R – Visualizing Logistic Regression with Simulations

logisticrregressionsimulation

I'm trying to simulate a logistic regression and see the different parameters that I've modelled.

Here is a reproducible example and the output.

set.seed(98765)
n = 20
x1 = rnorm(n = n, mean = 6, sd = 1)
# Rescale the data
x1z = scale(x1)
z = 0 + 2*x1z  # this is the equation that gives the LOG odds. Note $p = odds/(1+odds)$
pr = 1/(1+exp(-z)) # Transform to get the LOG(odds) # inverse-logit function; Note that 1/(1+exp(-x))== exp(x)/(1+exp(x)), same as pr2 = boot::inv.logit(z)
# pr2 = exp(z)/(1+exp(z)) #  z being the log odds. Using the exp (exponential with natural number), you get the odds. The use the $p = odds/(1+odds)$ formula to get teh probability
y = rbinom(n = n, size = 1, prob = pr) # Bernoulli response variable (which is a special case of the binomial with size =1 )

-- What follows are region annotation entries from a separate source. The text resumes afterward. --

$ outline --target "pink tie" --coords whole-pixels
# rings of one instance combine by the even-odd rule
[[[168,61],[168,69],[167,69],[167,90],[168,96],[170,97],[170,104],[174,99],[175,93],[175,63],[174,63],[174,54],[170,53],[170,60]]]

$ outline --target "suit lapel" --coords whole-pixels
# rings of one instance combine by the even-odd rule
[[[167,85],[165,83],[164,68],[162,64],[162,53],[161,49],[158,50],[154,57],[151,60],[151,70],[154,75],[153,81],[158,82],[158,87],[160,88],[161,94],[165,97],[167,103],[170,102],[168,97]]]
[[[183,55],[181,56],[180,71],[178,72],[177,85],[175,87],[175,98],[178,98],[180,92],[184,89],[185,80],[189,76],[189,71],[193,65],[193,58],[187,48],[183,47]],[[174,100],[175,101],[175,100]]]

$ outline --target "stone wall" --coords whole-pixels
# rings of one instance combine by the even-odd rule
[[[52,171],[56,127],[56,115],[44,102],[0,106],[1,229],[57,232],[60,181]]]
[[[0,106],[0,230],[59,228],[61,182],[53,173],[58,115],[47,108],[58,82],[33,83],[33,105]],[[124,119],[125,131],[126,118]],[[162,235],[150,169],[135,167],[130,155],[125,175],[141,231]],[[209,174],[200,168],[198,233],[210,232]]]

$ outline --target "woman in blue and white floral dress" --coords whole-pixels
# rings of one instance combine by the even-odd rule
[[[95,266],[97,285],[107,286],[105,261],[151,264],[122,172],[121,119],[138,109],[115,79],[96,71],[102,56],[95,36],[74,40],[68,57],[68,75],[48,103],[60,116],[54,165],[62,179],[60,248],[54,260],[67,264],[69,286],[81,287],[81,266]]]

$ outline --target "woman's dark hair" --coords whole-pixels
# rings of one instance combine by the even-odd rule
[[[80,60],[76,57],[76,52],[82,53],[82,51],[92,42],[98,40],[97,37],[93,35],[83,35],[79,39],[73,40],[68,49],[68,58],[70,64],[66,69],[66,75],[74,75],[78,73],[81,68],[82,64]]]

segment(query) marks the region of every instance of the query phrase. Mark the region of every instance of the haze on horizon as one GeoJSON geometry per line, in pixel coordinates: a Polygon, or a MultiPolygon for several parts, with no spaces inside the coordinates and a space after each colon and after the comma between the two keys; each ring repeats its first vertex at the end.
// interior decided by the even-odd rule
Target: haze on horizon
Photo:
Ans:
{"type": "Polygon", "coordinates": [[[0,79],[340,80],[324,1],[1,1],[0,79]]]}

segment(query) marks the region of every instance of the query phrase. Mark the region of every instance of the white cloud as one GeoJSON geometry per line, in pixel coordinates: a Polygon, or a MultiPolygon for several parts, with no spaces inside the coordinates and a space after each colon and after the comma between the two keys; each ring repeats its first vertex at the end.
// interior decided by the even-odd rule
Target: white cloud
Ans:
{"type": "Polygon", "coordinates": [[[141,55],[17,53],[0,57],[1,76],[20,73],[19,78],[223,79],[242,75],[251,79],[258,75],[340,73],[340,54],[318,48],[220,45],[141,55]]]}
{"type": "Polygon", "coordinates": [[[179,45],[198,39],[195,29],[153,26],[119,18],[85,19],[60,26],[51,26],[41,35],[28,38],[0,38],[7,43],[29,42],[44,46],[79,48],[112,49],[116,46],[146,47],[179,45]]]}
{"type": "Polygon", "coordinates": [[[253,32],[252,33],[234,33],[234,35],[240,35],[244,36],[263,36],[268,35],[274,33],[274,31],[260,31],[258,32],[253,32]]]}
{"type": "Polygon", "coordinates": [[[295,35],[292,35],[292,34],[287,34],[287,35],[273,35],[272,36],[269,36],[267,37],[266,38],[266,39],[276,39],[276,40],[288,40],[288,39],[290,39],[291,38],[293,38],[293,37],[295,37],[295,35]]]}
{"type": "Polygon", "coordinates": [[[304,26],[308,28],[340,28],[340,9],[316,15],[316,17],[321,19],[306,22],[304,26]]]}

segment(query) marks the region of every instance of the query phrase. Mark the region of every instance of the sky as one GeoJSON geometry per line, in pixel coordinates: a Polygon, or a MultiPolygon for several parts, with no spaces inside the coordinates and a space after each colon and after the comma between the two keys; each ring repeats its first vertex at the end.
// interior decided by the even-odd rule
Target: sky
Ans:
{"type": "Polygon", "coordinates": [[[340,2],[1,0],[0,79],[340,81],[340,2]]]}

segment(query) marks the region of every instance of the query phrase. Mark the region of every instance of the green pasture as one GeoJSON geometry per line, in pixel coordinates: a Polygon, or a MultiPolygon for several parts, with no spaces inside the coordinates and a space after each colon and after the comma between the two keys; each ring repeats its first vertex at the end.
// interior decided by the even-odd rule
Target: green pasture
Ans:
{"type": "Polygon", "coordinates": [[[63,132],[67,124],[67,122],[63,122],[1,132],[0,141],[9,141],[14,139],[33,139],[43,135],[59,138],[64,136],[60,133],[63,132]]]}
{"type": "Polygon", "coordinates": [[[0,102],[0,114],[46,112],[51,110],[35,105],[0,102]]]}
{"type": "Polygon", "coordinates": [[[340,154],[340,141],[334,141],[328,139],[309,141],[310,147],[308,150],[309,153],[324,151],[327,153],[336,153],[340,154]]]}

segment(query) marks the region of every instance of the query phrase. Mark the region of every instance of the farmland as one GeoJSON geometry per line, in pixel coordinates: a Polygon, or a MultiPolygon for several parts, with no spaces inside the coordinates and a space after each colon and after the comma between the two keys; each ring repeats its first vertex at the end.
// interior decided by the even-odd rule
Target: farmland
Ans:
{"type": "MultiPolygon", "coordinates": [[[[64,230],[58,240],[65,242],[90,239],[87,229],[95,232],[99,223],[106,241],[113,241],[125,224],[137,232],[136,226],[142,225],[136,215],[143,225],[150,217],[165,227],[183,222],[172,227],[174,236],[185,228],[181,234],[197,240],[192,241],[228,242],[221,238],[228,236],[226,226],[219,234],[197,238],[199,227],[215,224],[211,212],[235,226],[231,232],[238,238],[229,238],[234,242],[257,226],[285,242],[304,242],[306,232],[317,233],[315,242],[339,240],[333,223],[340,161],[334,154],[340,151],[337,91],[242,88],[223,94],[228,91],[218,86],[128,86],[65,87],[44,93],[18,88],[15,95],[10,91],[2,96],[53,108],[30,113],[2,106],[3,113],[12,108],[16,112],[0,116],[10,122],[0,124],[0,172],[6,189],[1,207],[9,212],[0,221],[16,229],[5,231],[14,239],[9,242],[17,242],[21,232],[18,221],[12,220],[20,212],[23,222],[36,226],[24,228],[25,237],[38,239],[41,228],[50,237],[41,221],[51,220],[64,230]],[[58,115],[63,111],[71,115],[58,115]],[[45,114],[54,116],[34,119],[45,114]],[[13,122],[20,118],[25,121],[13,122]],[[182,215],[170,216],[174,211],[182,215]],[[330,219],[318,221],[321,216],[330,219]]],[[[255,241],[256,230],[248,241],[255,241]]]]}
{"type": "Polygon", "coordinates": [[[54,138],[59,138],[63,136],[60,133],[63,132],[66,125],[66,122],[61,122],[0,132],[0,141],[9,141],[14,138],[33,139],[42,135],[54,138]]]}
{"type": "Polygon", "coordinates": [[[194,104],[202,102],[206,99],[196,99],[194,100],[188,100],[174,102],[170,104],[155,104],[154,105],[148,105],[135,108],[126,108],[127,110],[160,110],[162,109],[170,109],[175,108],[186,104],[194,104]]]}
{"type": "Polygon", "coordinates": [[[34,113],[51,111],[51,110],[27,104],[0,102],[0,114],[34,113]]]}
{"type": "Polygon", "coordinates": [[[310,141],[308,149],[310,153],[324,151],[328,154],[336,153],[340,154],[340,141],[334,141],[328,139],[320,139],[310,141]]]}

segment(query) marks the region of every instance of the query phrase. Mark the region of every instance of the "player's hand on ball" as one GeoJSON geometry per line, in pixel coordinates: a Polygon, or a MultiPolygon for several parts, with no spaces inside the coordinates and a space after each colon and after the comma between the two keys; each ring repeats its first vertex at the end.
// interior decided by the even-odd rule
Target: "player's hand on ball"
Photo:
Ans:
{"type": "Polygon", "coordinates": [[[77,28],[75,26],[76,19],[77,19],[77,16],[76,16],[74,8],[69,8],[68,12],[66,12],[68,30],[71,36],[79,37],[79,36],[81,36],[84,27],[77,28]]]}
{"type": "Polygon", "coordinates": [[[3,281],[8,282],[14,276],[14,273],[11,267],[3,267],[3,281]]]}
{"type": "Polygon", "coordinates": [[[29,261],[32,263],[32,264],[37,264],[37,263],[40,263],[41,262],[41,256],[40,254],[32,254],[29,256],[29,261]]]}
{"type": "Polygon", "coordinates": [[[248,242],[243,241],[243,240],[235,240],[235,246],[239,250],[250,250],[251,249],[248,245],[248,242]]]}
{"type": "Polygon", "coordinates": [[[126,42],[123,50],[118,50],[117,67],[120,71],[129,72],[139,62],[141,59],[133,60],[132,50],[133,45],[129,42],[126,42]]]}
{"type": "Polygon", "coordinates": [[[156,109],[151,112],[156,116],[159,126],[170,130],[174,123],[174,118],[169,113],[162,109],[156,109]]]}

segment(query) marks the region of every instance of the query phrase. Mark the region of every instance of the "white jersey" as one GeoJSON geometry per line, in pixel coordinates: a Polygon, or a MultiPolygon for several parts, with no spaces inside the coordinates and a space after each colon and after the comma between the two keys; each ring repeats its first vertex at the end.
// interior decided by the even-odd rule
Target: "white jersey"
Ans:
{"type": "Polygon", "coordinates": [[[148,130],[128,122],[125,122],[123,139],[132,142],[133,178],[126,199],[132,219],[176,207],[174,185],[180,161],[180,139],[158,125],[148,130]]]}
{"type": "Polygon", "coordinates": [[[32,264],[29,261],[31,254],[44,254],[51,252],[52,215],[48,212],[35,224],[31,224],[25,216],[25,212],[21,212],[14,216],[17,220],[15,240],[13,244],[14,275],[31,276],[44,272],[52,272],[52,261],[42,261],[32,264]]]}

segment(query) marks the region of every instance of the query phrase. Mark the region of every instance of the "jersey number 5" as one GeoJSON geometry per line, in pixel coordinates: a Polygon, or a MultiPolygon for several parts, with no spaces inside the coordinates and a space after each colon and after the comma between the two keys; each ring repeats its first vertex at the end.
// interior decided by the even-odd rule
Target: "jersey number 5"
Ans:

# Combine the data in a dataframe 
df = data.frame(y = y, x1 = x1)

#now feed it to glm:
glm.logist = glm( y~x1, data=df, family="binomial")
glm.sum = summary(glm.logist)

par(mfrow=c(1,2))
b.5 = scales::alpha("black",.5)
plot(z~x1, ylab = "Log Odds", pch = 19, col = b.5, xlim = c(0,10), ylim = c(-12,11))
abline(a = glm.sum$coefficients[1,1],
       b = glm.sum$coefficients[2,1])
abline(h=0, v=0,lty = 3)
points(x = 0, y=glm.sum$coefficients[1,1], pch = 19, col = "red")
text(x = 0, y=glm.sum$coefficients[1,1], labels = c("Intercept"), pos =4)

glm.sum$coefficients

plot(y~x1, data = df, col = scales::alpha("black",.5), pch = 19)
abline(h=0.5, v=mean(x1),lty = 3)
newdata <- data.frame(x1=seq(min(x1), max(x1),len=n))
newdata$y = predict(object = glm.logist, newdata = newdata, type = "response") 
lines(x = newdata$x1,
      y = newdata$y, col = "red",lwd = 2)

1/(1+exp(-glm.sum$coefficients[1,1]))
1/(1+exp(-glm.sum$coefficients[2,1]))

So the "intercept" that was put into the z = 0 + 2*x1z is not shown in the first graph as I expect this to have not the same meaning as the intercept of the linear model. What is the role of the intercept in the regression model? The way it is coded, changing the intercept in the log odds here z = intercept + 2*x1z, changes the height of the line. If this "intercept" is big enough, all values are above 0 (log odds) and so all the response values are 1. So what is the meaning of that "intercept"?
Also, I know there are only 20 points in the simulation, but why is the line so bellow the data in the log odds graph?

Best Answer

The intercept in a logistic regression model represents the log-odds of response when all other covariates in the model are equal to 0. A log odds of 0 implies a probability of 0.5. The log odds theoretically needs to $\infty$ so that all responses are 1. Your description of the relation between log odds and probability of response is wrong here and needs to be checked.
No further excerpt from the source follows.